Die aktuellen Einnahmeausfälle, die die Bundesregierung den Krankenhäusern auferlegt, summieren sich auf alarmierende Beträge:
- 1,8 Milliarden Euro durch die Aussetzung der Meistbegünstigungsklausel beim Landesbasisfallwert. Diese Maßnahme wurde durch das zum Ende 2025 beschlossene Gesetz zur Befugniserweiterung und Entbürokratisierung in der Pflege eingeführt. Der Betrag könnte steigen, falls der Kommissionsvorschlag umgesetzt wird, nur noch die um 1 Prozent gekürzte Grundlohnrate in den Jahren 2027 bis 2029 zu refinanzieren.
- 2 bis 3 Milliarden Euro durch die mit dem KHAG beschlossenen Kürzungen bei den Pflegebudgets.

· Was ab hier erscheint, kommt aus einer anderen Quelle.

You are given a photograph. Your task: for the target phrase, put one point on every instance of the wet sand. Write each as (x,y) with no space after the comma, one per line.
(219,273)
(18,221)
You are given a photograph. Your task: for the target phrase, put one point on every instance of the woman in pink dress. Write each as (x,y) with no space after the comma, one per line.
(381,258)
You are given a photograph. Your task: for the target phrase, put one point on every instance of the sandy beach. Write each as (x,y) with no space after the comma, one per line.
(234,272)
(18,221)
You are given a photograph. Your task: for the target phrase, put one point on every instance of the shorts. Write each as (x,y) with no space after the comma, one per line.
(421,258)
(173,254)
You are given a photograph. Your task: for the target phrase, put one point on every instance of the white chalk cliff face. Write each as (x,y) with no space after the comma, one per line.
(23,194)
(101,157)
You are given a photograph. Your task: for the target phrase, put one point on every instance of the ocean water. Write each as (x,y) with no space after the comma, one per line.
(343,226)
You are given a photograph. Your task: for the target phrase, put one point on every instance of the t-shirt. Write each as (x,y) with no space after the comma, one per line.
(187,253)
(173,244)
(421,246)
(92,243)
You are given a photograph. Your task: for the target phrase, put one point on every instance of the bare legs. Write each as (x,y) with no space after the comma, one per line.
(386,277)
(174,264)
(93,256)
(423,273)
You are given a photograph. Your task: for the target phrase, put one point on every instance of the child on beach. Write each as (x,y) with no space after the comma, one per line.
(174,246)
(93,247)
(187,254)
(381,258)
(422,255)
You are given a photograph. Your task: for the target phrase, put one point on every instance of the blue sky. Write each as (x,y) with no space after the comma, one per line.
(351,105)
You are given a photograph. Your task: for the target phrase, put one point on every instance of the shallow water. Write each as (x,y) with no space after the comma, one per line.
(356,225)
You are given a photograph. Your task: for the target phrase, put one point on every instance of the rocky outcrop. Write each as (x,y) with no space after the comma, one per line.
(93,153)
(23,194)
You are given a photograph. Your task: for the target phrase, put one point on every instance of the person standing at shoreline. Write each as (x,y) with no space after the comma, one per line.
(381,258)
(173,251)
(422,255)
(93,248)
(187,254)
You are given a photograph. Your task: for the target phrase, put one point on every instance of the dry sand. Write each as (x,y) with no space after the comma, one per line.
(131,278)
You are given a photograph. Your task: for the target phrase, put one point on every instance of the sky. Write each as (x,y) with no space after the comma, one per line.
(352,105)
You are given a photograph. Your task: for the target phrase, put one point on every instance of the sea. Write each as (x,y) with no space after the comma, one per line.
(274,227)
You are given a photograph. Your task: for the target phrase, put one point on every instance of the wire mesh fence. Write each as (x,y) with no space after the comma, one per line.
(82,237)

- Rund 7 Milliarden Euro durch die Kürzungsvorschläge der Finanzkommission, mit steigender Tendenz in den Folgejahren.
Die meisten Krankenhäuser werden Einnahmeausfälle von über 10 Milliarden Euro im nächsten Jahr kaum verkraften. Es ist sehr wahrscheinlich, dass es zu spürbaren Leistungseinschnitten und Insolvenzen kommen wird. Eigentlich müssten sich die Krankenhäuser strategisch auf die am vergangenen Freitag im Bundesrat beschlossene Krankenhausreform vorbereiten. Doch vielen Krankenhäusern fehlt nun vermutlich sowohl das Geld als auch die Perspektive.